The BC government has long refused to require any substantial modification of human activities to save the mountain caribou.  Logging is the chief reason why the caribou are disappearing, yet in the new caribou recovery plan, the government protected only 0.66% of the Timber Harvesting Land Base, and even that can be logged under certain conditions.

Displacement by snowmobiles and helicopters used for heli-skiing plays a secondary role, driving the caribou from critical winter feeding grounds. "The recently announced snowmobile closure zones are too few and too small," says Pettitt. "Wolves have no access to mountain caribou in winter unless snowmobiles pack down the snow. The government could create substantial protection from wolves overnight by closing key areas that are heavily used by snowmobiles.
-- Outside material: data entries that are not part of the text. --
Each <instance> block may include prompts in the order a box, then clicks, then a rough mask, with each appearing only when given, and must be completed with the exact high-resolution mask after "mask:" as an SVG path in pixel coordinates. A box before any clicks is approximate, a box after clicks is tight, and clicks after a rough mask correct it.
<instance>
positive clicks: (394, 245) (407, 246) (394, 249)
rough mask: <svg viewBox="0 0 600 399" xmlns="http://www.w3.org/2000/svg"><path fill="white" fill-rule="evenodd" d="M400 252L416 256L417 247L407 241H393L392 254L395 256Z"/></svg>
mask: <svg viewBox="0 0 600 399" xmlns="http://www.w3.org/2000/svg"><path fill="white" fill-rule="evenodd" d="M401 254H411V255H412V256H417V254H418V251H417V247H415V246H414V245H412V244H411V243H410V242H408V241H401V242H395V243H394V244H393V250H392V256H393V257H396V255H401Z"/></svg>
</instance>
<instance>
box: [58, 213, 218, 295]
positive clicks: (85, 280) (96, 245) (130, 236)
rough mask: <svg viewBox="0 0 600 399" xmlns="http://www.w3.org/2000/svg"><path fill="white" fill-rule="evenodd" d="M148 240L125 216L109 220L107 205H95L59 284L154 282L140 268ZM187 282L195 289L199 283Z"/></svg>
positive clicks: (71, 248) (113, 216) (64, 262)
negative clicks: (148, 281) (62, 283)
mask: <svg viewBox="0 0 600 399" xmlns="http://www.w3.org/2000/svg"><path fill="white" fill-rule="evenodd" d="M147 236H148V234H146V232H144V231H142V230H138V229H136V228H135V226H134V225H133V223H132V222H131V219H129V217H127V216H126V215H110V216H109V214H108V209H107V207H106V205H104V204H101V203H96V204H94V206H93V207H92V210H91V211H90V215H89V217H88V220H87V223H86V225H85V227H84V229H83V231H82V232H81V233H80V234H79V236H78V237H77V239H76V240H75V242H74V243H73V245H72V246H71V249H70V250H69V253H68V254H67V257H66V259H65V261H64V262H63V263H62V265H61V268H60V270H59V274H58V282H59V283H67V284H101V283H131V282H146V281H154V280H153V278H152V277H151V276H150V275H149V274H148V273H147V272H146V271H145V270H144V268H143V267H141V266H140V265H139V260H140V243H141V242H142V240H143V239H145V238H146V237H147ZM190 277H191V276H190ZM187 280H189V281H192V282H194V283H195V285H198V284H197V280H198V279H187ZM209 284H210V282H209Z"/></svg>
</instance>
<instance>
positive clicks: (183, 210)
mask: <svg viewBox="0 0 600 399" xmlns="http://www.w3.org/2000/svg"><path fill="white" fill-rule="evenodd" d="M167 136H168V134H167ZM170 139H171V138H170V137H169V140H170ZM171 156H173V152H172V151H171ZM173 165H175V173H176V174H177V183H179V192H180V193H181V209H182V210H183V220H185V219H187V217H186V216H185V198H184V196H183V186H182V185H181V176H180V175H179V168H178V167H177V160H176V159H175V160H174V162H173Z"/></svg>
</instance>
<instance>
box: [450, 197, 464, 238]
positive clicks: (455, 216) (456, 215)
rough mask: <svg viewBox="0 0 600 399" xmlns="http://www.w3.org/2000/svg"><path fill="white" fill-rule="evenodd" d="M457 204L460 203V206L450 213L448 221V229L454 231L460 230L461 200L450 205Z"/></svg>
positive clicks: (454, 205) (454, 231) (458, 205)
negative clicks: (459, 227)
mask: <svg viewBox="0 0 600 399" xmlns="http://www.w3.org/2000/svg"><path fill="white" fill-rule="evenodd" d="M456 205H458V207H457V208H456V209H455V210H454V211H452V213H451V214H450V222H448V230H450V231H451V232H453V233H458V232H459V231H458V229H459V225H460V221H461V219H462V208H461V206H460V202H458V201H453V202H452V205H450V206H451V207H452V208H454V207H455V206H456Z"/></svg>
Instead it prefers to slaughter the wolves."

Last year the South Selkirk herd lost 3 animals or 7% of the herd due to motor vehicle collisions on Highway 3 over the Kootenay Pass. Recently MOT raised the speed limit from 90 k to 100 k and so far is reluctant to institute a reduced speed zone for the 7 k section that they know is frequented regularly by Mountain Caribou. It is paradoxical that something as simple as a speed zone gets minimal attention from the Ministry of Environment and the rest of the government, and yet these agencies will jump on board promoting heli-killing of wolves.

"The message from the government is clear," says Pettitt. "No substantial reduction to our profits, pleasure or convenience to save mountain caribou - the wolves must die." In addition, cougars are being killed by tracking them down with dogs and shooting them. The extermination of top predators such as wolves does immeasurable damage to ecosystems.  Scientific studies have shown that the absence of top predators causes many small species to disappear.  Elk and deer overgraze their habitat and die terrible deaths from starvation.

The government has allowed heli-skiing and heli-hiking in mountain caribou habitat. Now they are going to introduce us to heli-shooting as they continue their war on wolves. Why don't they just save themselves some more money and let the heli-skiers shoot the wolves? The root causes of the decline of mountain caribou will continue almost unabated. Instead we substitute a mass killing of predators to mollify the government and public conscience.